Our discussion leaders this week asked about other options besides precision and recall to measure the effectiveness of a digital library. A digital library can be a more interactive experience than the simple measurements of precision and recall imply. The give and take of research online happens in a flowing manner with multiple questions being asked and multiple answers provided not necessarily in a straight, linear fashion.
Chapter four of the Reeves reading opened with five areas of usability: 1) ease of learning, 2) high speed of user task performance, 3) low user error rate, 4) user satisfaction & 5) user retention. Without a system that is easy to understand which provides a satisfactory experience users will not be sticking around to determine the success or failure of precision and recall. One of the simplest ways to know if a DL is performing well is to look at user retention: Are the number of users growing? Are they staying on the site longer? What areas of the site are being used the most?
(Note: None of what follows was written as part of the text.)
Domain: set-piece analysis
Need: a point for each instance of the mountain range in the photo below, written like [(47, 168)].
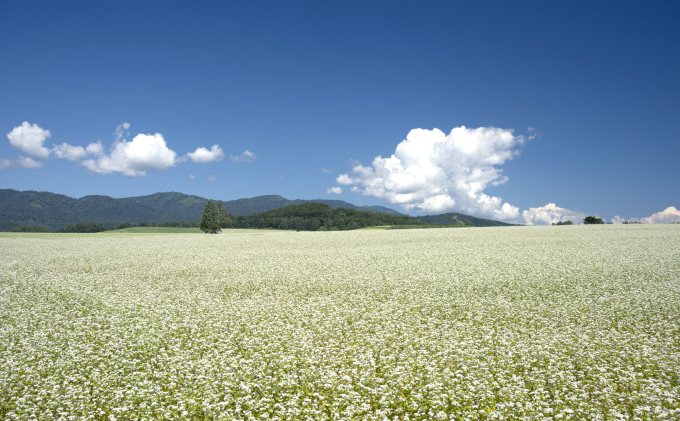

While measurements of user interaction can be determined by data collected on the website I think E&A for digital libraries needs to include user feedback in their own words. This is not just about surveys but about observation of users in real time. The discussions of usability labs and videotaping users as they searched the digital library were very interesting. This goes back to the idea of the flowing manner of research online. In real time users can express why they are using the site in particular ways, if the website layout was intuitive, if they were in need of services that did not exist, ect.
While I doubt a majority of libraries can afford to hire out a lab to test their digital libraries I still believe this type of evaluation can be performed on a smaller scale. Even spending a half an hour watching an individual interact with a site could provide useful feedback. It gives a chance for feedback of more depth than which a plain survey cannot always provide.